Чувство ликования и восторга наполняло его, когда он шел через огород к лесу. Ему хотелось кувыркаться, кататься, рычать, ему хотелось громко кричать от избытка здоровья, силы и свободы. Лишь опасение, что кто-нибудь проснется и поднимет суету, сдерживало его. «Там, подальше, — утешал он себя, — когда никого, когда один...»
Из-за холмов надвигался мягкий свет, широким чистым ковром лежал снег и плыли из лесу тысячи новых удивительных запахов, от которых кружилась голова и гулко стучало сердце. И еще была гордая уверенность в безопасности — ведь ему теперь действительно ничто не угрожало, потому что людей он знал.

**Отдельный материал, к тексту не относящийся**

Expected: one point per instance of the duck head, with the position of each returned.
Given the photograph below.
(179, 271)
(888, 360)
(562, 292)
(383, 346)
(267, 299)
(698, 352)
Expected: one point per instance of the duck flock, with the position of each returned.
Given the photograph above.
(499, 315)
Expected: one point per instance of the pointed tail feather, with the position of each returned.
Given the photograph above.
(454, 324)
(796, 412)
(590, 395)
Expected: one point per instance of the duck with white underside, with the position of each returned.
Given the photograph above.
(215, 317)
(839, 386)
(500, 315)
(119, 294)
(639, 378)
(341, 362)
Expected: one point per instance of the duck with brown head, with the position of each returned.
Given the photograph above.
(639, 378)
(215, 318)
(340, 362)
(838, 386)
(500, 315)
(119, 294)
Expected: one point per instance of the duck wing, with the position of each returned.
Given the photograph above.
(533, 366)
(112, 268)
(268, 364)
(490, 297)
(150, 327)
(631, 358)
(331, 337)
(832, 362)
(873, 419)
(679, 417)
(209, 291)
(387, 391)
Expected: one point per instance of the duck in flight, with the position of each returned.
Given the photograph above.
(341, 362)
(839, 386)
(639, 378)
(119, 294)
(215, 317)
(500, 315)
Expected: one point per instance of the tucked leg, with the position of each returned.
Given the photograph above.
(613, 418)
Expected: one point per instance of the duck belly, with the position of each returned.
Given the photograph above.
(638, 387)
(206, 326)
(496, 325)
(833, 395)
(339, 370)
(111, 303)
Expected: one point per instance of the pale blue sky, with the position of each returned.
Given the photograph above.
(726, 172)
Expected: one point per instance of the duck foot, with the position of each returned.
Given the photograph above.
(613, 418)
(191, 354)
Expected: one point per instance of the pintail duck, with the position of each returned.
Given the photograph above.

Когда село осталось далеко позади, он лег под деревом отдохнуть. И тут странное ощущение пришло к нему: ему почудилось, что новое состояние, в котором он пребывает теперь, вовсе не новое, а уже испытанное однажды, давно, когда он еще не умел думать и совершать поступки, когда все лица представлялись одинаковыми; а потом, казалось, это состояние исчезло, потому что произошло в мире такое, что нарушило правильное течение его жизни, и он перестал быть тем, кем быть ему было положено. Поэтому сегодняшнее превращение воспринялось как освобождение, как возвращение себя самому себе, и все, что было до этого дня, показалось тягостным недоразумением.
Это было самым важным открытием всей его жизни, и он глубоко и удовлетворенно уснул.
Я стою на возвышении, на самом большом из Зеленых Холмов (137 м над уров. моря), который называется «Наковальней». Подо мной во все стороны уходит лес; он тянется до самого горизонта, то взбегая на холмы, то спадая в долины, прерываясь здесь и там стальными проталинами озер и небольшими полянами, девственно белыми под первым снегом. На востоке, в полумиле отсюда, на пологом лысом склоне дымится село; дальше и мутнее дымятся другие. За моей спиной, двумя стами метрами ниже, лежит широкая, прямая, как указующий перст, автострада, решительно и дерзко располовинившая этот край. Там ждет машина.